Friday, February 18, 2011
It all started when she asked if I would read her a bedtime story from the Bible storybook. The book opens innocently enough with the story of creation. There are lions and tigers and bears, and naked people being created from dust. (At this point in the story you’d think questions would arise, but no, kids just seem to go along with it at face value. Which is exactly the reason I've had to work so hard to convince Lucie that turtleneck shirts are not actually made from the necks of turtles.)
"Do you know why Adam and Eve are sad?" I asked, pointing at the picture of them sorrowfully leaving the garden. "I sure do, " Lucie assured me. "They are sad because they don't have any parents." Impressive, huh? Clearly, she’d been processing and following along. "Well there is that," I prodded her, "and also they have to leave the beautiful garden because they disobeyed God."
"Of course they were bad," Lucie sighed in complete exasperation. "Remember??? There aren't any parents??"
A mere three pages into the book comes Cain and Abel, who slaughter a lamb for sacrifice and then turn their weapons on each other. Followed up by Noah who floats off in his ark while the rest of humanity drowns. This is Quentin Tarentino movie material, not the stuff sweet dreams are made of. We looked at the picture of Cain laying a lamb on the altar for a long time as Lucie tried to wrap her mind around a God who asked for death and sacrifice. I could tell it was a bit of religious whiplash for her to go from the cozy nativity story to the brutality of Genesis.
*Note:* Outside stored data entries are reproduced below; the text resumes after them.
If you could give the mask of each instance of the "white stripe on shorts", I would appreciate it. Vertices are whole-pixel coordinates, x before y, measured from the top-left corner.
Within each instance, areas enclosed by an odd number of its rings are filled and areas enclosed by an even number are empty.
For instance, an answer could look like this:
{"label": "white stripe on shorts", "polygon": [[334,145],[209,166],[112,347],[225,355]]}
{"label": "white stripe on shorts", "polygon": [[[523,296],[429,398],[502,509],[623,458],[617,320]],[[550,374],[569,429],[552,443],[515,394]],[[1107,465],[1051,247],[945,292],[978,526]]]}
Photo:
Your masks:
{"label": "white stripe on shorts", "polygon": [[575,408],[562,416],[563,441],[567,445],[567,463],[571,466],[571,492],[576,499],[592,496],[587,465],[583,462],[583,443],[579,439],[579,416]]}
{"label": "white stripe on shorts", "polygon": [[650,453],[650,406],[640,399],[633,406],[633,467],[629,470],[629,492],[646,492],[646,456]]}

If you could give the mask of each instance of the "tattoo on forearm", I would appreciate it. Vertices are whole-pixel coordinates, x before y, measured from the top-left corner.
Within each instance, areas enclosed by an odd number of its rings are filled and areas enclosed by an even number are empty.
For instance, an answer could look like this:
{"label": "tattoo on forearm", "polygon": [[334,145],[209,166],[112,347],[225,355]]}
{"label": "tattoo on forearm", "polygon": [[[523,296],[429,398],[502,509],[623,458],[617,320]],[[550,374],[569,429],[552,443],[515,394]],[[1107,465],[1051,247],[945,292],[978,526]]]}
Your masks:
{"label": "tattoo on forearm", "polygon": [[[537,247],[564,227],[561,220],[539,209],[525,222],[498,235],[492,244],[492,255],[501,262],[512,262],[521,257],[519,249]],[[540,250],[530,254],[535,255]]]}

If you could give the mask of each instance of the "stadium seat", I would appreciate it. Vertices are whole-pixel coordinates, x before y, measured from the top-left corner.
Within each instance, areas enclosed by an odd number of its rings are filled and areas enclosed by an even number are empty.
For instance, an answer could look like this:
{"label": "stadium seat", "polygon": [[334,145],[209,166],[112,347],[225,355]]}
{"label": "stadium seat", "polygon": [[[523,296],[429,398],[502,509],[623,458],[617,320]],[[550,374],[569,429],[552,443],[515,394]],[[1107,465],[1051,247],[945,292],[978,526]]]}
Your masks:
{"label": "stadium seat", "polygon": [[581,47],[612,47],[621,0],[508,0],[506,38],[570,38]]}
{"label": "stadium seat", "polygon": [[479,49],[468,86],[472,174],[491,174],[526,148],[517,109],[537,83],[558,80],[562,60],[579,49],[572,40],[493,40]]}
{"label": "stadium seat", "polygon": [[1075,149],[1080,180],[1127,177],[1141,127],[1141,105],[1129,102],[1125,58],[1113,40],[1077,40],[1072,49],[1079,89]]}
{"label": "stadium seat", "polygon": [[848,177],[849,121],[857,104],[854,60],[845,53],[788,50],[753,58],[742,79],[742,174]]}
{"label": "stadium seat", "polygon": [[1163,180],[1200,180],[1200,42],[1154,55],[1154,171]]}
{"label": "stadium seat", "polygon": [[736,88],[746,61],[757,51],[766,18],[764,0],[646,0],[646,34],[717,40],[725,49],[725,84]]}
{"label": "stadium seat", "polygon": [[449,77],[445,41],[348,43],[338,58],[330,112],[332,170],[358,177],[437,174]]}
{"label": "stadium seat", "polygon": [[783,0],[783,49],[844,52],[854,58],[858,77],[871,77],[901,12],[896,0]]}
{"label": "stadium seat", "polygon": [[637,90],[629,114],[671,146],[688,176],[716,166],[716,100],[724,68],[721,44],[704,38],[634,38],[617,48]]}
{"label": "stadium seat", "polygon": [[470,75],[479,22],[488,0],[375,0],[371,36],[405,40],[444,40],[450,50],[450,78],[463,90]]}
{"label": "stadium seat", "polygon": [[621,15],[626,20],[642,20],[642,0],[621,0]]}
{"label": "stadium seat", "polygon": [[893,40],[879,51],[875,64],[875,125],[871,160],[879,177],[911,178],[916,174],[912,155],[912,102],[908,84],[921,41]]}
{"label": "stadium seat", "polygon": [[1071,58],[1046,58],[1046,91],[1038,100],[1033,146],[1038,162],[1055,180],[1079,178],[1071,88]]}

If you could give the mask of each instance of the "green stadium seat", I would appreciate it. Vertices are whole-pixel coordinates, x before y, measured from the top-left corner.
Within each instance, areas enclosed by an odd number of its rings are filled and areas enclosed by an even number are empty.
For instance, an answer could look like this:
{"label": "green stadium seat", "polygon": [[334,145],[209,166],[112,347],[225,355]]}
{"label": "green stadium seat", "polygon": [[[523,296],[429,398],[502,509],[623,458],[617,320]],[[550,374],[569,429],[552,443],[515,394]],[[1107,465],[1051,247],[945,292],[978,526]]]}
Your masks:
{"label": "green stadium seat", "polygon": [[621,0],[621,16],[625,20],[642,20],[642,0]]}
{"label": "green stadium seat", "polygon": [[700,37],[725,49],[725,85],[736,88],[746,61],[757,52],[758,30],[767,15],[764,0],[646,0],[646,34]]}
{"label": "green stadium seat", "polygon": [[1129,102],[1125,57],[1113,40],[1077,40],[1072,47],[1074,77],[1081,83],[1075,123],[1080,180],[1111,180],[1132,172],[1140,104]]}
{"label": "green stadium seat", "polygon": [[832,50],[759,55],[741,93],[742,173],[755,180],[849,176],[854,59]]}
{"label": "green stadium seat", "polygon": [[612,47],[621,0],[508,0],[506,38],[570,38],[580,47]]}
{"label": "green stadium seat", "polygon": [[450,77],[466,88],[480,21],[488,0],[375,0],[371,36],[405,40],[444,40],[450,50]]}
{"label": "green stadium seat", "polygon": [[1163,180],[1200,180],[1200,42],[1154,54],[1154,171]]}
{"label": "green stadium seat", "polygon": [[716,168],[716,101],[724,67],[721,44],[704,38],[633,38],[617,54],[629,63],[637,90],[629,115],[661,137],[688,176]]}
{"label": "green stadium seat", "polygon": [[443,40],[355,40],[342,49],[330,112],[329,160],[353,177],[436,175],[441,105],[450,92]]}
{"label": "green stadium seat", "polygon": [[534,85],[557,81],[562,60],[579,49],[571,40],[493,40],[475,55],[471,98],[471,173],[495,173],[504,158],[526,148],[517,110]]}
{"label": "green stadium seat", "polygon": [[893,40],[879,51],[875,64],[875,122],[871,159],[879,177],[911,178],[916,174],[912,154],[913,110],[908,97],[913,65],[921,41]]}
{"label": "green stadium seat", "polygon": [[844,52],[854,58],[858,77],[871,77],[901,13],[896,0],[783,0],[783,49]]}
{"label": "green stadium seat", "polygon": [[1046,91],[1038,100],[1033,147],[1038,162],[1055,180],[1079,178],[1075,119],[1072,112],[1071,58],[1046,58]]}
That night we got to close with the rainbow, but I know how the book ends and the lessons that lay ahead. In the meantime, I'll continue to gloss over the facts behind Baby Moses' river adventure, and leave the bigger questions to Lucie. Like whether or not it rains where God is? Or does God ever have to go potty?
|Picture by Grayson (our 9 year-old)|
Therapists have been coming to the house since the first week of January, evaluating Violet's delays. At her last check in, she had about 15 simple words in her vocabulary -- about 100 words under the charts for a 2-year-old baby. Still, Rob and I had a hard time being convinced that anything was wrong; Violet has always followed along her own little curve. Not to mention the incessant noise coming out of Lucie's mouth, all at a decibel that I'm sure makes our poor dog want to run in front of a car. How's a girl supposed to compete with that?
And then, out of nowhere, a little miracle brought on by my leaving the house for chicken Mcnuggets. Now she's spewing out words faster than a speeding train, like it is some sort of talking competition. She knows most of her colors (chart THAT, Ms. Therapist!) and is obsessed with all things yellow. She loves to go, much like a dog who gets his leash when you jingle your keys. She prefers Dora over Diego, but will sit through Sesame Street in a pinch. She requests more bananas than a monkey with an allowance. She thinks every bottle of milk is delicioso! (as Dora would say).
We had our first conversation this morning over a cup of tea. It went something like this:
V: "Mama's cup of tea?"
J: "Yep, Mama's cup of tea."
V: "Tea hot."
J: "Yes, tea is very hot."
V: "Me no blow mama's tea?"
J: "No, I will blow it. It is too hot."
V: "Oh yeah. Mama blow dat hot tea."
With this kind of reasoning, I’d love to see what she could do with health care reform. Plus, it is impossible to argue with someone wearing fuzzy Minnie Mouse pajamas.